The impact of the Palestinian victory will take some time to work through. But it is immediately evident that the uprising has created new tensions within US imperialism, and its Israeli ally. For Biden, his administration faces an organised struggle, where he had hoped to proceed slowly, and his own party is now seriously divided on the course he should pursue. For the Israeli state, the crisis of governance has not been solved by the war that Netanyahu would have expected to strengthen his position. At the time of writing, the crisis of governance will either continue to a fifth general election since April 2019, or there will be a new Israeli government that excludes Netanyahu. Such developments should clarify those who doubt the Palestinian victory.

Biden’s reset upset

Biden’s administration commenced without any sense of urgency about the situation in Palestine/Israel. Trump’s deal was dead, a reset was necessary in US policy. This would revive pre-Trump policies on Oslo and negotiations towards two states. A multi-lateral approach would be used, but no bold commitments to be made in resource or initiative. Hence a resumption of relations to the United Nations organisation for Palestinian refugees (UNRWA) and the Palestinian Authority (PA). But, alongside this, was the acceptance of Trump’s move of the US embassy to Jerusalem, and the swift decision to maintain the $3.8 billion annual payment to the Israeli military.
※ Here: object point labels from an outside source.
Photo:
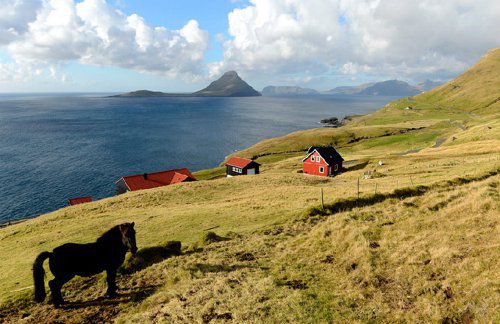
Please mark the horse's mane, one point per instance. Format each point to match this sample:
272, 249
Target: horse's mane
112, 233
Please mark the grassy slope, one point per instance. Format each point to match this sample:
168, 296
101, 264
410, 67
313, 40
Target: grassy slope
288, 279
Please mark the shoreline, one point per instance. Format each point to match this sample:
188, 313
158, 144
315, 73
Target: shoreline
345, 120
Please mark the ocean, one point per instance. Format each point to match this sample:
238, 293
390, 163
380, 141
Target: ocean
58, 146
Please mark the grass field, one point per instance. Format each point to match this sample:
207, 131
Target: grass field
420, 244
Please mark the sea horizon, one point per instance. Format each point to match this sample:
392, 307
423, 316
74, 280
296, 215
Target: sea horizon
38, 133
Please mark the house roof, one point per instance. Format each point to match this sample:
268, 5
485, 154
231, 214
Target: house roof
79, 200
328, 153
239, 162
157, 179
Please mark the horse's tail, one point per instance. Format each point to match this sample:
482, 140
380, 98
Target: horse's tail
39, 276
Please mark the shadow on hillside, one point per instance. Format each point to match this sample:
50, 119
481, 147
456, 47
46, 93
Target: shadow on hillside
151, 255
357, 166
135, 295
207, 267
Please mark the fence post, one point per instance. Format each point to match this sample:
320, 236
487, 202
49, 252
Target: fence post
322, 201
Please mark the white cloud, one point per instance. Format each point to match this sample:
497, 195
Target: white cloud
403, 38
53, 32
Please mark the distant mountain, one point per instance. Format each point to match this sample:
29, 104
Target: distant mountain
229, 85
349, 89
390, 88
428, 85
384, 88
287, 91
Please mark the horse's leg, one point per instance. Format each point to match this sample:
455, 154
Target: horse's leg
56, 286
111, 279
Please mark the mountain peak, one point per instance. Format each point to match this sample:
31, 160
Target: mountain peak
231, 73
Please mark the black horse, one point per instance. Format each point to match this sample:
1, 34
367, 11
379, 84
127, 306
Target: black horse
69, 260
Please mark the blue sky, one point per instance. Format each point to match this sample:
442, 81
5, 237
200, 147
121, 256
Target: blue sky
123, 45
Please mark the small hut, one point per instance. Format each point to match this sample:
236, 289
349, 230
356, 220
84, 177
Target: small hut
322, 161
153, 180
241, 166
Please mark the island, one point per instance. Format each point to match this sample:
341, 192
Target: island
228, 85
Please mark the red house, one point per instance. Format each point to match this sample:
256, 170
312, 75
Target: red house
153, 180
79, 200
322, 161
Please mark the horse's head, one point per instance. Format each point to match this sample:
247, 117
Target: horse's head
128, 236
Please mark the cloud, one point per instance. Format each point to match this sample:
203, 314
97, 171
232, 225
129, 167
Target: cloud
402, 38
54, 32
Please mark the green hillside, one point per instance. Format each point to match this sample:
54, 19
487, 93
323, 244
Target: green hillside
419, 244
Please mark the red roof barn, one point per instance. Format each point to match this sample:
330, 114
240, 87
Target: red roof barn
322, 161
153, 180
79, 200
241, 166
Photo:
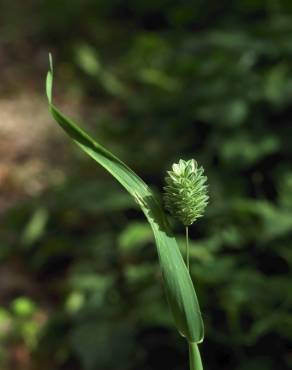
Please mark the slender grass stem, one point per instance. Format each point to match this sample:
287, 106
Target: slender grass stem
195, 357
187, 249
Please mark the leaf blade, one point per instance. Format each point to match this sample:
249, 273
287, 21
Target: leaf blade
178, 285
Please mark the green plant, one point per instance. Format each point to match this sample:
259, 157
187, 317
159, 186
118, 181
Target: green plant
178, 285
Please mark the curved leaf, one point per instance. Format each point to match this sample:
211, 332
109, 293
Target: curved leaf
178, 284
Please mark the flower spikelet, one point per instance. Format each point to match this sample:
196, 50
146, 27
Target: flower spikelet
185, 194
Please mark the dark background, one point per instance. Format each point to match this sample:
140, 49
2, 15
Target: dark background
154, 81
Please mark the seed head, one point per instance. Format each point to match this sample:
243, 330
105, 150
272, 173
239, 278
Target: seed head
185, 194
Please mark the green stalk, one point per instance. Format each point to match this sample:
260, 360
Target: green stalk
188, 248
195, 357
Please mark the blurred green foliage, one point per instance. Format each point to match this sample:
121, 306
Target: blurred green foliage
164, 80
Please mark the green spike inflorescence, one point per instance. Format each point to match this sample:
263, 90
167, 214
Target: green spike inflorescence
186, 191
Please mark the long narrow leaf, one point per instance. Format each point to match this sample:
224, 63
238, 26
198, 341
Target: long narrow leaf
178, 284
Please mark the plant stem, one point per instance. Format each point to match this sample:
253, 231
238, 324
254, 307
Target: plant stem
195, 357
187, 248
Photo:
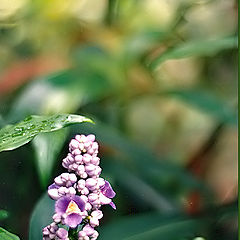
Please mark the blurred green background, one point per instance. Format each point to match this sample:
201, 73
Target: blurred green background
159, 78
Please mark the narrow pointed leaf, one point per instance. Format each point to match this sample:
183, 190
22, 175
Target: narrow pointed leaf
14, 136
5, 235
195, 49
47, 146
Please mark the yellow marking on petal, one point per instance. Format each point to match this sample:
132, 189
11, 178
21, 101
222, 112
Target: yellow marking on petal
72, 208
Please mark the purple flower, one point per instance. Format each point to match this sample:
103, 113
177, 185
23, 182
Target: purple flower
79, 193
88, 232
70, 208
108, 192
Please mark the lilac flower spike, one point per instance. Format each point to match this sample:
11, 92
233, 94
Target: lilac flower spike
79, 193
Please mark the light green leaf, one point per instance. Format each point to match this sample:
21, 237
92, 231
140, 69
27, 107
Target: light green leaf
5, 235
14, 136
207, 103
41, 217
3, 214
151, 226
144, 161
47, 146
196, 48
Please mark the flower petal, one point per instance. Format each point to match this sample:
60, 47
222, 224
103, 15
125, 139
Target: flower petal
62, 204
79, 201
112, 204
107, 190
72, 220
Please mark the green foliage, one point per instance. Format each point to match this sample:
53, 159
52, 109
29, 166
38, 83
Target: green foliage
3, 214
196, 49
14, 136
5, 235
47, 147
152, 226
107, 68
207, 103
41, 217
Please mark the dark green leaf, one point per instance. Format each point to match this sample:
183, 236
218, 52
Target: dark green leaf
14, 136
47, 146
3, 214
141, 159
5, 235
207, 103
152, 226
41, 217
196, 48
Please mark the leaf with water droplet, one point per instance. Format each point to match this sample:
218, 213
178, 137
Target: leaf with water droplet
5, 235
14, 136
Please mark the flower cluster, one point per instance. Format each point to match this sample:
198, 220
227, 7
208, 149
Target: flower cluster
79, 193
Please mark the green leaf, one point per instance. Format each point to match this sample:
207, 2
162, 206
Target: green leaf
144, 162
41, 217
47, 146
143, 191
5, 235
196, 48
207, 103
3, 214
14, 136
152, 226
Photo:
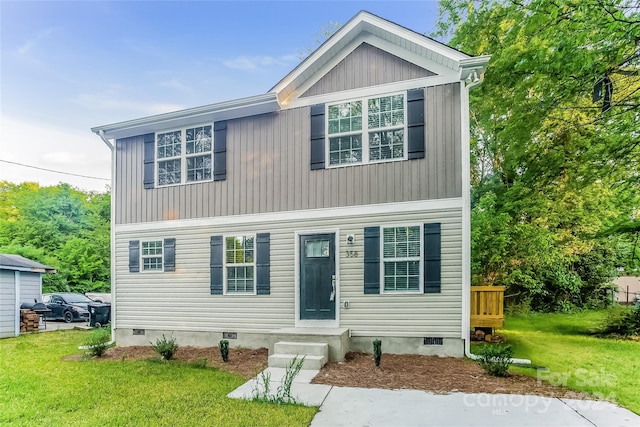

Such reticence is more apparent than real. As Khaled Elgindy, of Middle East Institute, told Haaretz on 11 May: “They aren’t hands-off in underwriting the occupation; they’re hands-off in terms of the things that would help Palestinians or mitigate conflict. It’s selectively hands-off; it’s hands on when it comes to Israel and all the matters of ‘unbreakable and unshakeable’ [ties to Israel]”.

As the struggle in Sheikh Jarrah was taken up and amplified by a new generation of Palestinian activists so Biden’s favoured route was shaken up. As Ramona Wadi noted in Politics Today, on 27 May: “It is safe to say that neither Biden nor Kushner would have envisaged the Palestinian collective uprising against Israel’s colonial violence”.

But Biden’s oversight has not shielded his party from a convulsion in response to the Palestinian rising. In response to the growing mobilisation around Sheikh Jarrah, in early May, a number of prominent Democrats, including Bernie Sanders, Elizabeth Warren, and Chris Murphy, called on Israel to stop evictions of Palestinians. Further, twenty-five House Democrats signed a letter urging Secretary of State Blinken to publicly condemn the planned evictions. These efforts were disregarded by the administration.

After the military action erupted in Gaza on the 10 May, the US Congress became the arena for an extraordinary conflict inside the Democrats. The opposition broke through with a stream of contributions from pro-Palestinian representatives, matched by a counter-stream of contributions from pro-Israeli Democrats. As Haaretz put it, on 31 May: “It was the most noteworthy demonstration of support for Palestine and criticisms of Israel ever to occur in the halls of Congress”. The same article attests to the depth of change, not just in the Democrats, but within the Jewish community in the US: “these progressive, pro-Palestinian lawmakers have strong support among many young American Jews, and many have Jewish staffers helping them craft the message and policy”.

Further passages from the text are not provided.